Der Äthiopier Dejen Gebremeskel näherte sich dem Weltrekord seines Landsmanns Kenenisa Bekele in 12:46,81 Minuten bis auf 9,46 Sekunden, dahinter hagelte es Glanzzeiten: Sechs Läufer blieben erstmals unter 12:50 Sekunden im gleichen Rennen, elf unter 13 Minuten.

Als Zweiter lag Hagos Gebrhiwet (ebenfalls Äthiopien) in 12:47,53 nur knapp zurück und schlug in Isaiah Koech (12:48,64) den besten Kenianer.

Für weitere Jahres-Weltbestmarken sorgten Kenias Weltrekordler David Rudisha, der in 1:41,54 Minuten seinem 800-m-Weltrekord wieder näher rückte, der WM-Zweite Javier Culson (Puerto Rico) über 400 m Hürden in 47,78 Sekunden beim Sieg über den britischen Weltmeister David Greene (47,84), über 1500 m Mariam Alaoui Selsouli (Marokko) in 3:56,15 Minuten vor der türkischen Europameisterin Asli Cakir Alptekin (3:56,62) und Sally Person (Australien) in hochklassigen 12,40 Sekunden über 100 m Hürden.

In Abwesenheit der jamaikanischen Stars Usain Bolt und Yohan Blake gewann Ex-Weltmeister Tyson Gay in 9,99 Sekunden den 100-m-Lauf vor Justin Gatlin (beide USA/1003,), der vor seiner Dopingsperre in in 9,77 Weltrekordler, 2004 in Athen Olympiasieger und 2005 in Helsinki Weltmeister gewesen war.

Gute 49,77 lief über 400 m Botswanas Ex-Weltmeisterin Amantle Montsho. Über 3000 m Hindernis erzielte Paul Kipsiele Koch erneut starke 8:00,57 Minuten.

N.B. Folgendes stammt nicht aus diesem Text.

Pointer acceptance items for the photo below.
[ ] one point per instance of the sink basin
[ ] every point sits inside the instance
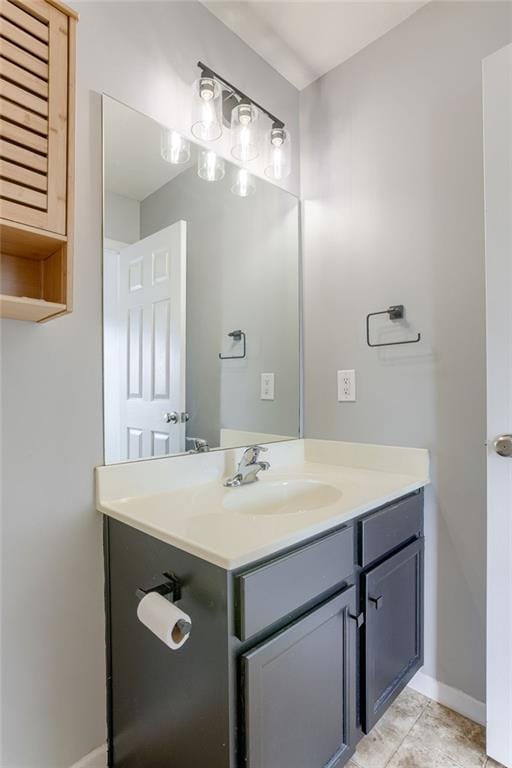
(280, 497)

Schwache Leistungen boten zum Auftakt die Werfer. Kroatiens Diskus-Europameisterin Sandra Perkovic unterlag mit 61,46 m Australiens Olympiasiegerin Dani Samuels (61,81).

Im Kugelstoßen reichten dem kanadischen WM-Zweiten Dylan Armstrong 20,54 m zum Sieg. Im Speerwurf bot der Ukrainer Alexander Pjatuizia am Ende noch gute 85,67 m.

Fünf Tage nach Silber, Bronze und Rang vier bei der EM von Helsinki enttäuschten die deutschen Stabhochspringer in Paris. Björn Otto war als Dritter mit 5,62 m erneut bester Deutscher, als Vierter folgte wie bei der EM Malte Mohr.

Während er wenigstens 5,52 m schaffte, war dies als Anfangshöhe zu hoch für den EM-Dritten Raphael Holzdeppe. Sieger wurde wie bei der EM der Franzose Renaud Lavillenie (5,77).